Authors :
Presenting Author: Aline Priscila Pansani, PhD – Universidade Federal de Goias
Diego Colugnati, PhD – Professor, Department of Physiological Sciences, Universidade Federal de Goias; Eduardo Bravo, PhD – Department of Neurology – University of Iowa; Cláudio Quintino, MSc – Department of Physiological Sciences – Universidade Federal de Goiás; Isabella Anania, Bsc – University of Iowa; Angel Kelley, BSc – University of Iowa; George Richerson, MD, PhD – Professor, Department of Neurology, University of Iowa
Rationale:
Sudden Unexpected Death in Epilepsy (SUDEP) affects 0.1% of individuals with epilepsy. Among the mechanisms related to SUDEP are respiratory alterations such as ictal apneas and reduction in central chemoreflex. However, it is still unknown how epilepsy can alter chemoreflex mechanisms in some individuals but not in others. Therefore, our aim was to evaluate the chemoreflex, through the ventilatory responses to hypercapnia and hypoxia (HCVR and HCVR, respectively) in chronic epilepsy. Additionally, we analyzed whether the HCVR and HVR responses were altered following a spontaneous generalized tonic-clonic seizure (GTCS), which is the main risk factor for SUDEP.
Methods:
For that, male Wistar rats were submitted to the pilocarpine model of epilepsy. After the status epilepticus, the rats were video monitored until the first spontaneous seizure occurred (start of chronic period). After 30 days, rats (interictal group, n=8) were placed in a whole-body plethysmography chamber for testing the HCVR (Baseline 0% CO
2 and 50% O
2 followed by 7% CO
2 and 50% O
2) and HVR (Baseline 0% CO
2 and 50% O
2, followed by 0% CO
2 and 10% O
2). When we observed a rat having a spontaneous seizure in the video-monitoring room, that rat was placed in the plethysmography chamber after the seizure ended (post-ictal group, n=7), and HCVR and HVR tests were run.

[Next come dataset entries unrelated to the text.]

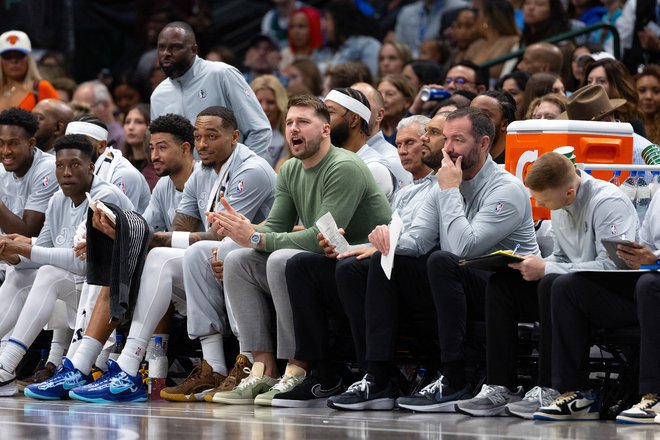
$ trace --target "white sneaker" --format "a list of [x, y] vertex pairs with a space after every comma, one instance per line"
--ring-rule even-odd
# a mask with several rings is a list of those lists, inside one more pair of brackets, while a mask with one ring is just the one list
[[0, 365], [0, 397], [11, 397], [18, 394], [16, 374], [2, 368]]
[[501, 385], [486, 385], [481, 387], [479, 394], [472, 399], [459, 400], [456, 410], [471, 416], [503, 416], [506, 415], [506, 405], [517, 402], [523, 398], [523, 388], [512, 393], [507, 387]]
[[286, 366], [286, 371], [284, 372], [282, 377], [280, 377], [280, 380], [278, 380], [277, 383], [273, 385], [273, 387], [270, 390], [266, 391], [265, 393], [259, 394], [257, 397], [255, 397], [254, 404], [272, 406], [273, 397], [275, 397], [277, 394], [291, 391], [296, 386], [298, 386], [303, 380], [305, 380], [306, 376], [307, 373], [305, 372], [305, 370], [303, 370], [297, 365], [288, 364]]
[[616, 422], [634, 425], [654, 423], [654, 420], [656, 420], [655, 416], [658, 412], [660, 412], [660, 396], [657, 394], [645, 394], [639, 403], [625, 411], [621, 411], [621, 414], [616, 416]]
[[507, 404], [506, 412], [523, 419], [533, 419], [539, 408], [550, 405], [558, 397], [558, 391], [537, 386], [529, 390], [521, 401]]

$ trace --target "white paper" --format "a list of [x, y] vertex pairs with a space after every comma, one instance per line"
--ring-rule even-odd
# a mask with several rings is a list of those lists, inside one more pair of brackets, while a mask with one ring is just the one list
[[398, 211], [392, 213], [392, 222], [390, 223], [390, 252], [380, 257], [380, 266], [389, 280], [392, 277], [392, 267], [394, 267], [394, 251], [399, 244], [399, 237], [403, 232], [403, 222], [399, 217]]
[[349, 251], [350, 246], [344, 236], [339, 233], [337, 223], [330, 212], [326, 212], [321, 218], [316, 220], [316, 226], [319, 228], [319, 231], [323, 234], [325, 239], [328, 240], [330, 244], [335, 245], [335, 252], [343, 254], [344, 252]]

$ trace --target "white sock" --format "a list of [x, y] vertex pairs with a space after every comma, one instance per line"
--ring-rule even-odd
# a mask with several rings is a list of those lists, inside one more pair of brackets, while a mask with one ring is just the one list
[[154, 335], [149, 338], [149, 344], [147, 344], [147, 354], [144, 356], [145, 359], [150, 359], [154, 354], [154, 348], [156, 348], [156, 337], [160, 337], [163, 340], [163, 350], [167, 353], [167, 347], [170, 342], [170, 335], [168, 333], [154, 333]]
[[76, 353], [71, 358], [71, 363], [82, 374], [87, 375], [92, 371], [92, 365], [101, 350], [103, 350], [103, 344], [91, 336], [83, 336]]
[[241, 354], [243, 356], [245, 356], [246, 358], [248, 358], [248, 360], [250, 361], [251, 364], [254, 364], [254, 356], [252, 356], [251, 351], [241, 351]]
[[227, 362], [225, 361], [225, 350], [222, 341], [222, 335], [202, 336], [199, 338], [202, 344], [202, 356], [204, 360], [213, 368], [213, 371], [223, 376], [227, 375]]
[[101, 371], [108, 371], [108, 358], [112, 352], [113, 346], [106, 347], [105, 345], [101, 348], [101, 352], [96, 357], [94, 361], [94, 366]]
[[129, 337], [121, 351], [117, 364], [129, 376], [135, 376], [140, 369], [140, 362], [144, 358], [147, 341]]
[[27, 347], [20, 341], [10, 339], [0, 353], [0, 365], [9, 373], [15, 373], [16, 367], [27, 353]]
[[53, 365], [62, 363], [62, 357], [66, 349], [69, 348], [71, 338], [73, 337], [73, 330], [71, 329], [55, 329], [53, 330], [53, 340], [50, 343], [50, 352], [48, 353], [48, 362]]

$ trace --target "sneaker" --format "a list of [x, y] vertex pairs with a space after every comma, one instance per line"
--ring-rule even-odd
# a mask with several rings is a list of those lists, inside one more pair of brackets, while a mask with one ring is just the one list
[[396, 406], [419, 412], [456, 412], [456, 402], [472, 397], [468, 387], [451, 388], [444, 376], [409, 397], [396, 399]]
[[190, 375], [174, 387], [163, 388], [160, 397], [170, 402], [201, 402], [204, 396], [218, 387], [225, 376], [213, 371], [211, 366], [202, 359], [202, 363], [195, 367]]
[[47, 362], [43, 368], [35, 370], [35, 372], [30, 376], [23, 380], [16, 381], [16, 385], [18, 385], [18, 391], [23, 391], [26, 386], [32, 385], [33, 383], [41, 383], [47, 381], [55, 375], [55, 370], [57, 370], [57, 365], [52, 362]]
[[550, 405], [558, 397], [558, 391], [537, 386], [527, 391], [522, 400], [507, 403], [506, 412], [523, 419], [532, 419], [539, 408]]
[[472, 399], [456, 402], [456, 411], [478, 417], [505, 416], [506, 405], [522, 400], [523, 395], [522, 387], [512, 393], [501, 385], [483, 384], [479, 394]]
[[270, 390], [277, 383], [276, 379], [264, 375], [265, 366], [255, 362], [252, 369], [243, 370], [248, 376], [231, 391], [215, 393], [212, 402], [230, 405], [252, 405], [254, 398]]
[[286, 393], [300, 385], [305, 380], [307, 373], [297, 365], [288, 364], [286, 370], [273, 387], [265, 393], [254, 398], [255, 405], [271, 406], [273, 397], [280, 393]]
[[108, 371], [96, 382], [69, 391], [69, 397], [90, 403], [145, 402], [147, 390], [140, 373], [129, 376], [112, 359]]
[[[241, 383], [243, 379], [248, 377], [250, 374], [250, 368], [252, 368], [252, 362], [244, 354], [239, 354], [236, 356], [236, 363], [234, 368], [231, 369], [225, 380], [222, 381], [219, 387], [209, 391], [204, 400], [207, 402], [213, 402], [213, 396], [216, 393], [222, 393], [225, 391], [231, 391], [236, 388], [236, 385]], [[247, 370], [247, 373], [245, 372]]]
[[279, 408], [323, 408], [327, 406], [328, 397], [341, 392], [341, 377], [337, 377], [334, 383], [324, 388], [317, 376], [310, 375], [291, 391], [277, 394], [272, 405]]
[[23, 390], [25, 397], [41, 400], [62, 400], [69, 398], [69, 391], [92, 383], [92, 376], [82, 374], [71, 361], [64, 358], [55, 375], [45, 382], [28, 385]]
[[598, 420], [600, 408], [593, 391], [569, 391], [534, 413], [535, 420]]
[[657, 394], [645, 394], [639, 403], [616, 416], [616, 422], [635, 425], [654, 423], [655, 415], [658, 412], [660, 412], [660, 396]]
[[361, 381], [355, 382], [338, 395], [328, 398], [328, 406], [334, 409], [350, 410], [391, 410], [398, 397], [397, 390], [388, 383], [385, 388], [379, 388], [371, 374], [365, 374]]
[[105, 373], [106, 373], [105, 371], [101, 370], [96, 365], [93, 365], [92, 372], [90, 374], [92, 375], [92, 379], [94, 379], [94, 381], [97, 381], [100, 378], [102, 378]]
[[16, 374], [2, 368], [0, 365], [0, 397], [11, 397], [18, 394]]

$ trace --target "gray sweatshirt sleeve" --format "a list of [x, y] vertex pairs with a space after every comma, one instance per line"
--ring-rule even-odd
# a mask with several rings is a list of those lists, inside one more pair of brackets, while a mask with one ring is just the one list
[[87, 263], [76, 258], [73, 248], [45, 248], [32, 246], [30, 260], [39, 265], [50, 265], [62, 268], [76, 275], [87, 273]]
[[[637, 237], [639, 219], [635, 211], [631, 212], [629, 206], [620, 199], [602, 201], [595, 209], [593, 228], [596, 245], [596, 258], [592, 261], [558, 262], [546, 261], [545, 273], [569, 273], [589, 270], [613, 270], [614, 262], [607, 256], [607, 250], [601, 240], [603, 238], [621, 236]], [[612, 234], [612, 225], [616, 225], [618, 235]]]
[[438, 192], [440, 188], [434, 183], [410, 228], [401, 234], [396, 248], [397, 254], [418, 257], [430, 252], [440, 243], [438, 231], [441, 219], [435, 197]]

In that group, the timing of the tests ranged from 10 to 60 minutes after the seizure ended. The control group consisted of rats not treated with pilocarpine, and age-matched with the epilepsy group (control group, n=8). The following variables were assessed: minute ventilation (VE), tidal volume (Vt), and respiratory frequency (fR) corrected by weight and in proportion of the change.
Results:
In the HCVR test, both the interictal and post-ictal epilepsy groups had reduced fR values at baseline and at 7% CO
2 compared to the control group. However, there was no significant difference in the proportion of fR increase among the groups. Conversely, in HVR test both the interictal and post-ictal epilepsy groups had lower baseline values of VE and fR, while the proportion of increase in VE, Vt, and fR was higher in the epilepsy groups compared to the control group. There was no difference in HCVR and HVR between the interictal and post-ictal groups.
Conclusions:
These findings suggest that chronic epilepsy induced by Pilocarpine leads to enhanced sensitivity to hypoxia, indicating hyperactivity of peripheral chemoreceptors. This response may suggest an adaptive mechanism aimed at maintaining adequate gas exchange during seizures.